Catania, caporalato: la Dia confisca beni per 10 milioni di euro

Sicilia
Foto di Archivio (ANSA)

Il patrimonio oggetto della confisca comprende un'impresa individuale e una società del settore agricolo, rapporti bancari, numerosi immobili in provincia di Catania e Messina e una decina di automezzi

La Dia ha confiscato beni per 10 milioni di euro a Rosario Di Perna, di 63 anni, imprenditore agricolo. Il provvedimento è stato emesso dalla sezione Misure di prevenzione del locale Tribunale su proposta del direttore della Dia nell'ambito di un'inchiesta sul caporalato. Il patrimonio oggetto della confisca comprende un'impresa individuale e una società del settore agricolo, rapporti bancari, numerosi immobili in provincia di Catania e Messina e una decina di automezzi.

I precedenti

Di Perna, originario di Raccuja (Messina) ma domiciliato a Paternò, era già stato destinatario nel 2015 di un'ordinanza di custodia cautelare in carcere nell'ambito dell'operazione denominata "Slave" perché gravemente indiziato di aver costituito un'associazione attiva a Paternò e in Romania dedita allo sfruttamento di braccianti romeni secondo le forme del caporalato. Di Perna è stato anche sottoposto alla misura della sorveglianza speciale con obbligo di soggiorno nel comune di residenza per due anni e 6 mesi.

Il sequestro

Il provvedimento di confisca segue il sequestro eseguito nei suoi confronti dalla Dia nel 2017. Oggetto della confisca sono stati diversi rapporti bancari, otto automezzi, due aziende (la Difruit di Paternò e la ditta individuale Di Perna Calogero), venti fabbricati e 48 appezzamenti di terreno per un'estensione totale di oltre 50 ettari tra Paternò, Belpasso, Biancavilla, Ramacca (tutte in provincia di Catania), Floresta e Patti (Messina).

Le accuse

Secondo quanto accertato, l'uomo non avrebbe entrate tali da giustificare gli investimenti effettuati, inoltre, i redditi dichiarati risulterebbero incoerenti rispetto al patrimonio posseduto. Perna, inoltre, insieme al figlio Calogero e ad altri indagati romeni, avrebbe reclutato manodopera per l'impiego nelle campagne paternesi senza le garanzie minime di tutela spettanti ai lavoratori, costringendo le numerose vittime a subire condizioni lavorative vessatorie con violenze e minacce, implicite ed esplicite, per accrescere i guadagni dell'organizzazione. L'uomo è stato condannato per truffa all'Inps, furto continuato e usura, reati per i quali fu arrestato in esecuzione di ordinanze di custodia cautelare emesse dal Tribunale di Catania.
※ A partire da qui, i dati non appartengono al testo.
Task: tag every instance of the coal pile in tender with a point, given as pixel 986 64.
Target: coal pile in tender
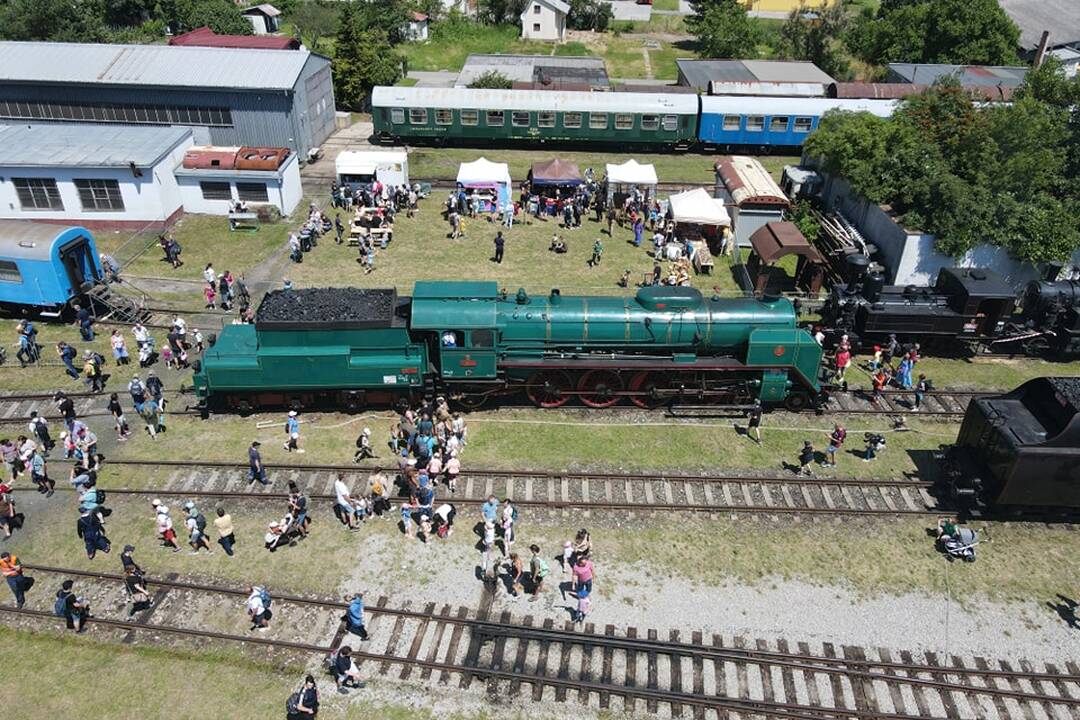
pixel 326 306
La CGIL: "Confisca è strada giusta"

"I beni per dieci milioni di euro confiscati dalla Dia di Catania a Rosario Di Perna, imprenditore agricolo di Paternò con possedimenti in molti comuni etnei, confermano che la Cgil e la Flai Cgil di Catania percorrono la giusta strada nella lotta contro il caporalato". Lo affermano, in una nota, Cgil e Flai Cgil di Catania.
"Salutiamo con ottimismo questo provvedimento disposto dalla sezione Misure di prevenzione del tribunale di Catania - aggiungono - e siamo certi che le nostre segnalazioni degli ultimi dieci anni e le denunce esposte pubblicamente anche a proposito di Paternò sono oggi ripagate e lo saranno ancora nei prossimi mesi".
"Non smetteremo di chiedere a gran voce - proseguono i sindacati - che a Catania è necessario insediare la cabina di regia provinciale per contrastare lo sfruttamento e l'intermediazione parassitaria di manodopera: è necessario che il collocamento avvenga in un luogo pubblico e che la legge 199 del 2016 venga fatta applicare".
"I lavoratori agricoli vivono una condizione di grande sfruttamento, come verifichiamo nelle nostre iniziative di 'sindacato di strada' sempre in prima linea, con condizioni di lavoro disumane a fronte di un salario che spesso non supera i 30 euro a giorno in nero e senza diritti. Chiediamo al Governo nazionale una riforma del mercato del lavoro in agricoltura", concludono nella nota.